By Cinesnark | Film | August 19, 2014 |
By Cinesnark | Film | August 19, 2014 |
After the first installment of this series, you guys named candidates for possible worst movies ever, some of which I’ve banked for a rainy day in case there’s not a more timely release worth reviewing. I am attempting a methodology here, trying to stick to current(ish) titles, primarily available in theatrical/on demand release, with Netflix Instant as my back-up. I’m specifically looking for stuff that should be good, but isn’t working. A movie handicapped by its age (once upon a time, Tango & Cash was a good movie) or its origin (The Room never stood a chance) isn’t the same thing as a movie with every advantage that still manages to blow chunks.
This week’s offering is Ragnarok, a Norwegian import currently in limited theatrical release (please don’t pay premium prices for this twaddle) and available on demand. I had some hopes for this movie, for though it looks terrible, it comes from Magnet Releasing, a relatively reliable purveyor of horror. Don’t get me wrong, there’s some trash on their resume, but they’re also responsible for putting out Grand Piano, V/H/S, Europa Report, Hobo with a Shotgun, Tim and Eric’s Billion Dollar Movie, Big Bad Wolves, Rubber, Tucker & Dale vs. Evil (a Hall of Fame personal favorite), and Trollhunter, which is a hugely enjoyable Norwegian movie. So I had some grounds for thinking Ragnarok might turn out okay.
It did not turn out okay.
Ragnarok starts with an interesting premise—archaeologists studying a Viking funeral site make a radical discovery—but anything resembling intrigue or mystery dies under the weight of a confused tone, boring execution, and a lousy script. At first it seems like it’s going to be a horror movie with supernatural elements—perhaps the mysterious Viking runes unlock a portal or something—then it shifts to an Indiana Jones-esque action/adventure complete with grave robbing and not one but TWO double-crossing assholes, and it ends up a rote creature feature. And the whole thing is totally defanged by being family friendly.

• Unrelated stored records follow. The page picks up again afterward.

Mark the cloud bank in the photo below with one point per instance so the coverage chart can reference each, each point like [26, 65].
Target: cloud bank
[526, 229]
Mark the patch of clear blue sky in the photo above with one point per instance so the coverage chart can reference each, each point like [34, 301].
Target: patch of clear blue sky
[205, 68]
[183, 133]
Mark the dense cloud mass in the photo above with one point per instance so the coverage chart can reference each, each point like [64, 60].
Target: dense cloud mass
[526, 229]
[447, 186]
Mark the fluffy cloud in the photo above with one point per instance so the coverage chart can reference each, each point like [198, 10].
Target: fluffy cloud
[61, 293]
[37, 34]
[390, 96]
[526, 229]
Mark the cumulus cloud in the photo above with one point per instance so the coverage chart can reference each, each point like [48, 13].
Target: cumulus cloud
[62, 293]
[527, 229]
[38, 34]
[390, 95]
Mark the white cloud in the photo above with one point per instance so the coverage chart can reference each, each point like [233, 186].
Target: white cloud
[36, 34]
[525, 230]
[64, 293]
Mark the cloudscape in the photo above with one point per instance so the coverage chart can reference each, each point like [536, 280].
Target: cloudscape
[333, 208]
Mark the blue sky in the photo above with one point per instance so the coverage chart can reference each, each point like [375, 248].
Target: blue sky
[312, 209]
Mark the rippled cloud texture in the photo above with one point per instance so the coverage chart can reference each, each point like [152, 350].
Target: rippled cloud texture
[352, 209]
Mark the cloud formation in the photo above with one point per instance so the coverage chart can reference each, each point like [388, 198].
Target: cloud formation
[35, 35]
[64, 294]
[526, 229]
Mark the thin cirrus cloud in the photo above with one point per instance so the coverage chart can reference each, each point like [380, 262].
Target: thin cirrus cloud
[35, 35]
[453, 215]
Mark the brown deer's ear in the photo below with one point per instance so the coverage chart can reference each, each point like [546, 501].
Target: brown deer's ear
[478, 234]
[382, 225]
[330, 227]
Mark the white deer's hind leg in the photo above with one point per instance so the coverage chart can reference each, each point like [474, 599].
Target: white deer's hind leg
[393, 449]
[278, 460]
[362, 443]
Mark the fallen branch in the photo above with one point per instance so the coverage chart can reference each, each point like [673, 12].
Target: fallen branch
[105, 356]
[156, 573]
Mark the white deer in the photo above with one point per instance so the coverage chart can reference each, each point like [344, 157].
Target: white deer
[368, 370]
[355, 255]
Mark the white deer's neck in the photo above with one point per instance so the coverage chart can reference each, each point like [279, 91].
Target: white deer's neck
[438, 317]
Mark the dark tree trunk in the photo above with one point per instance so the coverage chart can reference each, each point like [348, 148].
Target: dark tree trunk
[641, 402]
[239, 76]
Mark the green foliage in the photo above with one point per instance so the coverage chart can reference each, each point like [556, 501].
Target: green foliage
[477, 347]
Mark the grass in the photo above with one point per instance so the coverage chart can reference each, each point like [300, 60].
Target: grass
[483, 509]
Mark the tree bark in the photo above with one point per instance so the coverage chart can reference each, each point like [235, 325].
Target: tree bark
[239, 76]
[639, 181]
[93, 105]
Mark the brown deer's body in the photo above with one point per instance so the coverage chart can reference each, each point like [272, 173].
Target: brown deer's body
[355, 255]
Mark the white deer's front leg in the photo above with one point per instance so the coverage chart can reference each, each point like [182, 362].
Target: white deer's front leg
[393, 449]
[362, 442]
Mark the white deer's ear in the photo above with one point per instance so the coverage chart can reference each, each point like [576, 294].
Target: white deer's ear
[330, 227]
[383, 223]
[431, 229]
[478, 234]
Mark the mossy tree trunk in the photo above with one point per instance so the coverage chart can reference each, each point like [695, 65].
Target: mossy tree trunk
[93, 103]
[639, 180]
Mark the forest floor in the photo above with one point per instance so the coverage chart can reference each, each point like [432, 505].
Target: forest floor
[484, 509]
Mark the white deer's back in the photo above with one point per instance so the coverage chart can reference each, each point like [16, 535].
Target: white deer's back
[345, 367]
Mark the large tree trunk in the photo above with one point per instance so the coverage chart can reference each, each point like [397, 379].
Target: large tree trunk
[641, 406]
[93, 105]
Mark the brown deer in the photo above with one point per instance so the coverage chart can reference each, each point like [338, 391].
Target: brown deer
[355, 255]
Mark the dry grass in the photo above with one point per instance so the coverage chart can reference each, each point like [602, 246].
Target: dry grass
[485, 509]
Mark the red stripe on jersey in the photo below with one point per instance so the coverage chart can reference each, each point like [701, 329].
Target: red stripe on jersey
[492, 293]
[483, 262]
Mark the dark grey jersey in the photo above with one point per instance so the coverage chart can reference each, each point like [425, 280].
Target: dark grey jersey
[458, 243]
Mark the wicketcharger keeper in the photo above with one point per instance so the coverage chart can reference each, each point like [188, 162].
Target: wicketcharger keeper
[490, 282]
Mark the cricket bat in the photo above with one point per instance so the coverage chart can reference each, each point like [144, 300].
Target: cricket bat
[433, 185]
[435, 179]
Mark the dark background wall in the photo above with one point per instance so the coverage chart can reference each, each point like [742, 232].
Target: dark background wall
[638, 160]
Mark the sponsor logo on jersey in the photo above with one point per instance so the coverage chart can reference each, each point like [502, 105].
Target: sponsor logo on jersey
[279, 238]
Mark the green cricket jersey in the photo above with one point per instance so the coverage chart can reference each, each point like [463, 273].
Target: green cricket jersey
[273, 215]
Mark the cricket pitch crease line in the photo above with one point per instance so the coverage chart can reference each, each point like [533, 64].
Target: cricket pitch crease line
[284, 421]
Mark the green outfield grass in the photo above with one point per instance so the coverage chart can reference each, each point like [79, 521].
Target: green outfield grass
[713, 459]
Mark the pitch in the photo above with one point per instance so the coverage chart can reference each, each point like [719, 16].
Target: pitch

Ragnarok violates the cardinal sin of filmmaking: It’s boring. We’re halfway through the movie before anything remotely interesting happens. The setup of “ostracized archaeologist strikes out on his own to Prove He’s Right” takes FORTY-FIVE MINUTES. There’s not even significant character development to occupy us during this time because there’s only like six people in the entire movie, and all of them fit into standard character tropes. Sigurd is the widower obsessed with Viking runes, his children are typically resentful of his divided attentions, his boss is a Standard Boss Jerk. The wilderness guide character was a straight Quint rip-off, so much so that for a moment I thought this would be “Norwegian Jaws.” Unfortunately, it has more in common with Anaconda and Lake Placid.
I won’t ever hold a movie’s budget against it, but there are plenty of cheap camera tricks to make up for a lack of monster. We barely see the beast that nominally terrorizes Sigurd and his family, but just because you can’t show us anything, doesn’t mean you can’t still do stuff to make its presence feel threatening. Twice this movie uses a wide shot of water splashing to invoke fear. The second instance of splashing actually occurs from a cutaway of an underwater shot. Instead of sticking with the monster surging and giving us some water-churning attack footage, the scene cuts to a long-distance water splash. Just terrible decision making.
That’s where the family-friendly impact can be felt. Any chance Ragnarok had at being truly scary is undermined by an unwillingness to show real violence or gore. The final confrontation between Sigurd and the monster is actually a moment of parental bonding. There’s no fight or struggle to the death, there’s just two parents, communing, one of whom happens to be a MYTHICAL SEA BEAST. It’s completely ridiculous and a total fuck you to the audience that stuck out that snooze-fest build up. Jesus families, can’t we at least have horror movies without catering to your demands? We’ve already ceded holidays, superhero movies and chain restaurants. What more do you want?